La cour constitutionnelle de la rdc confirme la possibilité d’un troisième mandat pour Félix Tshisekedi
La décision de la Cour constitutionnelle de la République démocratique du Congo (RDC) marque un tournant dans le paysage politique national. En validant la loi permettant un troisième mandat pour le président Félix Tshisekedi, l’institution judiciaire a tranché une question qui divise la classe politique et la société civile depuis plusieurs semaines.
Une loi contestée, une décision historique
Adoptée dans un contexte de tensions, la loi controversée a suscité de vives réactions parmi les opposants et les défenseurs des principes démocratiques. Félix Tshisekedi, en poste depuis 2019, pourrait ainsi briguer un nouveau mandat en 2026, sous réserve de l’organisation des élections dans les délais constitutionnels.
Les critiques dénoncent une manœuvre politique visant à contourner les limites du mandat présidentiel. Pourtant, la Cour constitutionnelle a statué en faveur de la légalité de cette disposition, rappelant que les modifications apportées au texte respectaient les procédures légales.

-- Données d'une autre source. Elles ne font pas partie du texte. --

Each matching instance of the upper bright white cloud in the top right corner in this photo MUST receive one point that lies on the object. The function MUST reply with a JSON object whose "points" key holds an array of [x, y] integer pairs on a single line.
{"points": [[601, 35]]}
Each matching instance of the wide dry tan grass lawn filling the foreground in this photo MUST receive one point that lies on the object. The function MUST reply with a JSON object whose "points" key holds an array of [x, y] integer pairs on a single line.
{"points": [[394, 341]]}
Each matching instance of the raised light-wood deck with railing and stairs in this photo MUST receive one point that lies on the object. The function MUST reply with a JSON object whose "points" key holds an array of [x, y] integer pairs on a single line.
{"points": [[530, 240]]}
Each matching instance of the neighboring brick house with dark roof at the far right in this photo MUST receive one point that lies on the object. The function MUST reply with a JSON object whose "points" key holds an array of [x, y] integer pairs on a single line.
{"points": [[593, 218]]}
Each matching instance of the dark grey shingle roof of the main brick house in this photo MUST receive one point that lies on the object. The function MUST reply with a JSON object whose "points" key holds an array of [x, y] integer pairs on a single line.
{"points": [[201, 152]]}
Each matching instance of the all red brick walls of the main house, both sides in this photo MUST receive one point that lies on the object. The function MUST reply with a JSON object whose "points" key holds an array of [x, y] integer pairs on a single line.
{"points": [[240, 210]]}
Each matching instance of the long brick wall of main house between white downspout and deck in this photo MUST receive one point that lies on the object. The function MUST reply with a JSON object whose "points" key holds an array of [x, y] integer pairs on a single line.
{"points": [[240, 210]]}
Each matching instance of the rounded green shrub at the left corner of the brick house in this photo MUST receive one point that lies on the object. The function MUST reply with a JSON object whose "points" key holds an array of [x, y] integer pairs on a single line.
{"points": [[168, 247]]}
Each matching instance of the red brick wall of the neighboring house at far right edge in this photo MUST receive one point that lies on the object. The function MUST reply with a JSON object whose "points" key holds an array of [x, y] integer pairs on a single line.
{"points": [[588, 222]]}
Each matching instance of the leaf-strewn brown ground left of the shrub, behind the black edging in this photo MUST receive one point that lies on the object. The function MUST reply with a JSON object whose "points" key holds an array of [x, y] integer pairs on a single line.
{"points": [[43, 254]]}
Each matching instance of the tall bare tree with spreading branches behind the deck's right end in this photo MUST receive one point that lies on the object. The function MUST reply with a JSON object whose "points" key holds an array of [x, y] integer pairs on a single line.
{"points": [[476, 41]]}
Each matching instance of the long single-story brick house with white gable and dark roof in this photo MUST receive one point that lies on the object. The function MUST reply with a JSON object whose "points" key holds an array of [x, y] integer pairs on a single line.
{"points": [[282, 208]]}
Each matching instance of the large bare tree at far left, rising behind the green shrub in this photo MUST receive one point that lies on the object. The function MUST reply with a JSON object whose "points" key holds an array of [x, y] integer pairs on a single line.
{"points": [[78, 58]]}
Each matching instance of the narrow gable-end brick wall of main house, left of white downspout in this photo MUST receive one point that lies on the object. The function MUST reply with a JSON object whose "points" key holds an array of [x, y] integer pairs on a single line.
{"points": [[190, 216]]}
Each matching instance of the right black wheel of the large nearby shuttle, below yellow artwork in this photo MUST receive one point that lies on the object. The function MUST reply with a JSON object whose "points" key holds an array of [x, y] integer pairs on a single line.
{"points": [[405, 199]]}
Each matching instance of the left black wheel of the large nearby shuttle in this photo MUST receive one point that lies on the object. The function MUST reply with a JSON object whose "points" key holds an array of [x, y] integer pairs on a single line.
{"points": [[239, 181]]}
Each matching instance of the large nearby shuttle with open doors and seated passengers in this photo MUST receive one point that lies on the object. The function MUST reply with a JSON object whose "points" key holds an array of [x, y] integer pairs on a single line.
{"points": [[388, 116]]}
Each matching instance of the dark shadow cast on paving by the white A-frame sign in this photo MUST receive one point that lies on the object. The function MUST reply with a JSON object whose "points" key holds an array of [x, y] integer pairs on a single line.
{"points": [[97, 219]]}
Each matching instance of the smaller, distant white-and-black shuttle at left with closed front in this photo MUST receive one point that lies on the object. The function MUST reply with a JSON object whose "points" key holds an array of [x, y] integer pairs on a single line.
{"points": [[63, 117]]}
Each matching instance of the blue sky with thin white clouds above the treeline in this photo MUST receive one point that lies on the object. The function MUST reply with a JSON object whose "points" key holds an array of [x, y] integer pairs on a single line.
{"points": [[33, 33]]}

Réactions et enjeux politiques
Les partisans du président saluent une avancée majeure pour la stabilité institutionnelle. « Cette validation renforce la légitimité démocratique de notre système », a déclaré un proche collaborateur de Félix Tshisekedi.
À l’inverse, les opposants y voient une atteinte aux valeurs démocratiques. « Un troisième mandat serait un recul pour notre jeune démocratie », a réagi un leader de l’opposition, exigeant le respect des limites constitutionnelles.
Conséquences pour l’avenir politique de la RDC
Cette décision ouvre désormais la voie à une campagne électorale mouvementée. Les formations politiques doivent désormais adapter leurs stratégies, tandis que la société civile reste mobilisée pour veiller au bon déroulement du scrutin.
Avec cette validation, la RDC s’apprête à vivre une période charnière, où l’équilibre entre stabilité politique et respect des règles démocratiques sera plus que jamais au cœur des débats.